Homework: SQL Joins, Salaries, and Baby Names

This is a walkthrough as exercise, trying out some SQL JOINs, and slight practice on data-wrangling outside of the database.

Deadline

Thursday, November 3 at 1:30 PM

Points

5 Homework points

Deliverables

A Google doc named sql-joins-salaries with the SQL and results for every query (screenshot if you must)
Every query gets its own page.
On the cover page, list what city/jurisdiction you used.
Here’s a simple example

Requirements

Create a new Google Document (i.e. Word document) and name the file: sql-joins-salaries
Choose a California city/jurisdiction and download its 2015 salary data from Transparent California.
Clean the payroll data (spreadsheet recommended) so that it has a first_name column
Import it into a table in your own SQLite database
Answer the queries at the end of the walkthrough, paste the answers (SQL and results table) into the Word doc.

The database of gendered baby names

For this homework, you'll probably want to use this provided database:

thr-gendered-babynames.sqlite

You'll need the gendered_babynames table; you can ignore the thr_power_list table.

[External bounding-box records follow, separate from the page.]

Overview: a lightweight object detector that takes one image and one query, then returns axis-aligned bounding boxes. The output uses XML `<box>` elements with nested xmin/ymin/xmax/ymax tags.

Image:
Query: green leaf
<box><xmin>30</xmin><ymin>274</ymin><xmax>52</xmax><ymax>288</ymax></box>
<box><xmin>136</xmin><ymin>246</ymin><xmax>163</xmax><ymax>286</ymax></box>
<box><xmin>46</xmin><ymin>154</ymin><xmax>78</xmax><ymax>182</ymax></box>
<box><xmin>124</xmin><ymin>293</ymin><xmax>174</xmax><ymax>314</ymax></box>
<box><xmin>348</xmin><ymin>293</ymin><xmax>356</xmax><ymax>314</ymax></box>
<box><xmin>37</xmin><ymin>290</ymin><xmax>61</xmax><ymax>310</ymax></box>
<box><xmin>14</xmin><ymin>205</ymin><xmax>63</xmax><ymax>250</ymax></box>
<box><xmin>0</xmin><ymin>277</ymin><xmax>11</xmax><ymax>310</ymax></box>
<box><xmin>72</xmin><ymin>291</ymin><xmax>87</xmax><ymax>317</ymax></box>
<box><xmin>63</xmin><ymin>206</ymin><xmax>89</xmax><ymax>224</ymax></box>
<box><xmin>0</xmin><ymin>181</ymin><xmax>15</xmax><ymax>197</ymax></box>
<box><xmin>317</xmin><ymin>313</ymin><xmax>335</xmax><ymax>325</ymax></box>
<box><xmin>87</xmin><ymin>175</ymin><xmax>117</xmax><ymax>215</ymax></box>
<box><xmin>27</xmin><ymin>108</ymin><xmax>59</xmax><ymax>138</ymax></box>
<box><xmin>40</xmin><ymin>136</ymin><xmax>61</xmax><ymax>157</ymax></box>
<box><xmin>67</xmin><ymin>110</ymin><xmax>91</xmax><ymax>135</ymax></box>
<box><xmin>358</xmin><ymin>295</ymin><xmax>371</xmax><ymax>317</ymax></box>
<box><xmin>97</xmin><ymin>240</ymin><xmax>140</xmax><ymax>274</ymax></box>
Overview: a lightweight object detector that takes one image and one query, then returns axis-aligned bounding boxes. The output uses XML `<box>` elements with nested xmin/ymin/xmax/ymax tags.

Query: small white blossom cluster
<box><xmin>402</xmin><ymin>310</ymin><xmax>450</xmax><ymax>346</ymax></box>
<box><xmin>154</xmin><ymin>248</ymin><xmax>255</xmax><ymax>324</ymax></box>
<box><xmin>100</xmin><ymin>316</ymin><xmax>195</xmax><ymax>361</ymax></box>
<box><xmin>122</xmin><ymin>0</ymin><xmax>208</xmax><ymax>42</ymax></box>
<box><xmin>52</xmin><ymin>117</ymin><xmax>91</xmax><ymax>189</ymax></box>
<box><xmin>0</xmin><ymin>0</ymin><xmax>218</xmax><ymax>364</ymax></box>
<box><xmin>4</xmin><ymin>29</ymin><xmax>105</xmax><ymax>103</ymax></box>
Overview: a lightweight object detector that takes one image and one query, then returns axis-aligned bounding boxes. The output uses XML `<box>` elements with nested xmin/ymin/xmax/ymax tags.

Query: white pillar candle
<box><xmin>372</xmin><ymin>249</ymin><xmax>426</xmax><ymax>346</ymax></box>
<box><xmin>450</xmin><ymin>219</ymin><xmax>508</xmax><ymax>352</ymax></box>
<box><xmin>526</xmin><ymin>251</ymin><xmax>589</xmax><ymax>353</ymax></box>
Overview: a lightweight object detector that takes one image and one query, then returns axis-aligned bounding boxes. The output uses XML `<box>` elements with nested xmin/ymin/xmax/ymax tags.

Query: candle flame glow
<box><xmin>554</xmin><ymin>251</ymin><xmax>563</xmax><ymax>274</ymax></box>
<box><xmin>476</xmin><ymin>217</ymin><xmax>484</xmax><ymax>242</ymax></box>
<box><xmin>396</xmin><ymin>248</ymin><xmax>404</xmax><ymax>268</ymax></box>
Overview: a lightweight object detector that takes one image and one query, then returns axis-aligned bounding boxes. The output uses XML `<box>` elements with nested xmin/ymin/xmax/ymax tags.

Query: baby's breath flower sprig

For context, read the lesson /tutorials/sql-joins-example-thr-power-gender

Remember that you have to produce a Google Doc with all the code/answers to the query at the bottom.

Thinking about salary data

This exercise is meant to acquaint you with the characteristics and quirks of salary data. The queries are meant to be straight forward, but you should be pondering the kinds of things you could analyze if you had more than one year's worth of one city's data to look at…

If you pick a city that has seemingly outrageous overtime or benefits packages, an easy approach is to see how much of an outlier they are among other cities and across years.

Transparent California

While California state publishes payroll data at publicpay.ca.gov, Transparent California pushes the ball by requesting and publishing payroll data with names on it. The difference in structure, and pluses and minuses between the 2 datasets could be its own lecture.

But it's enough to say that having names with the data allows for more worthwhile analysis, even if you don't personally know anyone on payroll.

Here's the top-paid Palo Alto city employees from TC's 2015 upload:

Downloading bulk data

TC's website is useful and valuable enough on its own. But they go the extra mile by providing bulk CSV files for download. For any given city or entity, there should be a Download records, which reveals links to each year's CSV for a given city:

For this homework assignment, download the latest dataset from a city, preferably 2015. Unfortunately, the data format changed over the years, and this is to brief an exercise to get into the fun of cleaning/normalizing legacy data.

Breaking names apart

To be sure, names are way more complicated than we've been led to believe. Naming things (and dealing with how others have named things) will likely be the hardest part of your data science/computational journalism life.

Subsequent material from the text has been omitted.